Dr Michael Gurian is a clinical psychologist, counsellor, speaker and author in the field of brain science and child development. He founded the Gurian Institute which trains professionals and parents to teach boys and girls using methods that respond to their different wiring.
He is the author of numerous books. In this podcast, Dr Gurian cites the following of his books:
All of these are available on Amazon and wherever you purchase books.
Dr Gurian has a podcast called The Wonder of Parenting, which he co-hosts with Tim Wright.
A Few Extra Notes about this Episode…
Remember learning about genetics? Well, we talk a lot about this in this episode, especially the sex chromosomes. Here’s a summary:
Every human being has a full genetic code in every single cell of their body. Variations in this code is what makes each of us unique. The entire code is grouped into 23 pairs of chromosomes. One pair of chromosomes is known as the sex chromosomes: males are XY and females are XX. Every cell in the body normally contains this sex chromosome combination and determines your sex. These chromosomes determine your physical sex characteristics, including sex organs such as the testes and ovaries. Male and female sex organs produce different hormones, so males are exposed to higher levels of testosterone from the testes and girls are exposed to higher levels of female hormones such as estrogen and progesterone from the ovaries.

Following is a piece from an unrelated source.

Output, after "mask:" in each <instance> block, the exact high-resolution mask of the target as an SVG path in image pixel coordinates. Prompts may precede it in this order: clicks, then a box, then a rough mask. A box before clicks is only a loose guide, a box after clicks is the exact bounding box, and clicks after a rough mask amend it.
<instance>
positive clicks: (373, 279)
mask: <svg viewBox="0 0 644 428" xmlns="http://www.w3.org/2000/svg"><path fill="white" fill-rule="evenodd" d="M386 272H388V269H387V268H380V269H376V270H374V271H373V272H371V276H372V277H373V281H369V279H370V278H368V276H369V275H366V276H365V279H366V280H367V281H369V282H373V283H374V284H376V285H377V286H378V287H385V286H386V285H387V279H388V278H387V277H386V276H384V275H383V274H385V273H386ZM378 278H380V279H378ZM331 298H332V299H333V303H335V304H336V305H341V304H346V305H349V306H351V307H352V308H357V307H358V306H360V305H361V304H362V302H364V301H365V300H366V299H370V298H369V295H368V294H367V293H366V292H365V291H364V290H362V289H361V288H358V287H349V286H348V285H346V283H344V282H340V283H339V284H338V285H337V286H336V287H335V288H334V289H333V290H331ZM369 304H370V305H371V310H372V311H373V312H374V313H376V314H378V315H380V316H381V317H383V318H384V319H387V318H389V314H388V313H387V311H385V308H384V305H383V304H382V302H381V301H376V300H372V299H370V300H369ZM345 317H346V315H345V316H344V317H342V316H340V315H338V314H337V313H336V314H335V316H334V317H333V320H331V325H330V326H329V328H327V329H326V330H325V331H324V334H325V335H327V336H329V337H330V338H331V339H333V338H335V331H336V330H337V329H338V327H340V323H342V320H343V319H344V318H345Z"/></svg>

Brain Scans and Brain Function
We talk in this podcast about brain scans. The most commonly used brain scans are CT scans (also called “CAT” scans) which refers to computed tomography and MRI scans (magnetic resonance imaging). A CT scan uses X-ray beams which go through the body at various angles and these signals are then used to reconstruct a 2-d or 3-d image of the internal organs and tissues. An MRI uses magnetic fields to do the same thing, but creates the image using signals from the tissue’s response to magnetic fields. The brain scans which Dr Gurian talks about are generally functional MRI images. These images don’t just create pictures of the physical brain structure or anatomy, but also “light up” areas that are activated at the time the scan is done. So, if you ask someone to think or do something, the area of the brain involved in that activity “lights up”. This is how we can study the brain to detect the different areas of the brain that are engaged when boys and girls are doing certain tasks.
For more information on engaging your child’s brain while parenting, we also recommend that you refer to The Whole Brain Child by Dr Daniel Siegel and Tina Payne Bryson.
ADHD stands for Attention Deficit Hyperactivity Disorder. This is one of the disorders we talk about in this podcast with Dr Gurian. We talk about it in the context of boys being diagnosed more frequently because they have a natural tendency to need to move around more than girls tend to. This is seen to cause more problems, especially in the traditional classroom setting.
There are criteria for an ADHD diagnosis which make the diagnosis appear to be objective. But in reality, the assessments are subjective too because they depend on parent and teacher questionnaires. There is no scan or blood test that can diagnose ADHD.
They key to the diagnosis of any psychiatric disorder is that there has to be an impaired ability to carry out every day functions. Even this is a very subjective standard, and one has to wonder whether rates of ADHD diagnosis would decrease if classrooms were set up to accommodate the learning differences between boys and girls. These differences are seen in groups of boys and girls when you view them overall, but as Dr. Gurian says the exception rate is about 1 in 5, but the exception proves the rule.